Una falla en el sistema de luz del estadio impidió que se prendieran los focos superiores y, como consecuencia, Beligoy debió frenar el duelo a los 27 minutos.
Luego de 18' de espera, la luz volvió e Independiente se envalentonó. Los pibes Benítez y Vidal complicaron con su frescura, mientras que Busse y Kruspzky intentaron por las bandas.
Pero la desgracia arruinó el sueño del empate. A los 40', Bordagaray probó desde lejos e Hilario Navarro cometió una grosera falla al no poder retener con las manos. El golpe potenció el nerviosismo del Rojo y también los insultos.

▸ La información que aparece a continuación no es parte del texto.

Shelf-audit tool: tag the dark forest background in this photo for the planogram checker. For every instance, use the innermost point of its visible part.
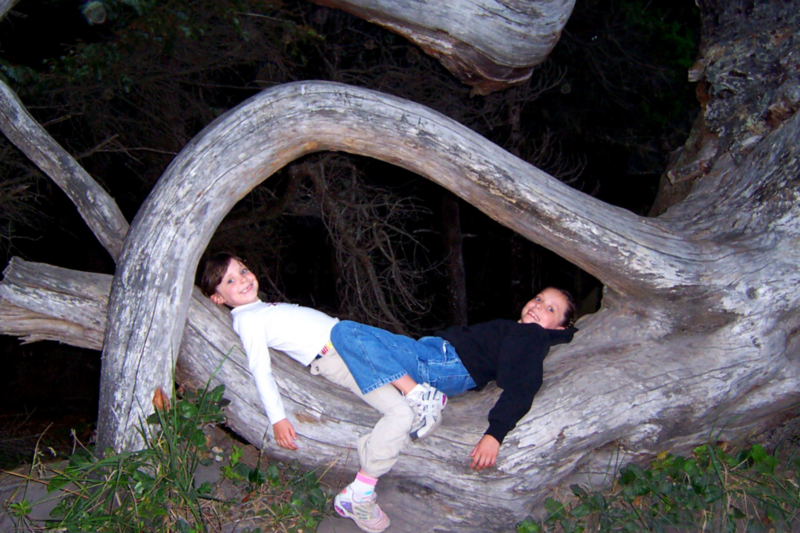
(123, 86)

Al descanso con un resultado muy cuesta arriba.
En el complemento, otro error de Hilario Navarro, que quiso desviar la pelota con un manotazo y le erró, posibilitó el tercer tanto de Argentinos, que lo hizo Barzola, a los 16. Y dos minutos después llegó el descuento de Battión, que de poco sirvió.
Con el 3-1 final, Independiente sigue hundido en una crisis que parece no tener fin, en tanto que Argentinos consiguió el último triunfo de la era Gorosito, ya que el DT, que vio el partido desde su casa donde se está recuperando(en el banco estuvo su ayudante, Borrelli), renunció a su cargo, y lo reemplazará Leonardo Astrada.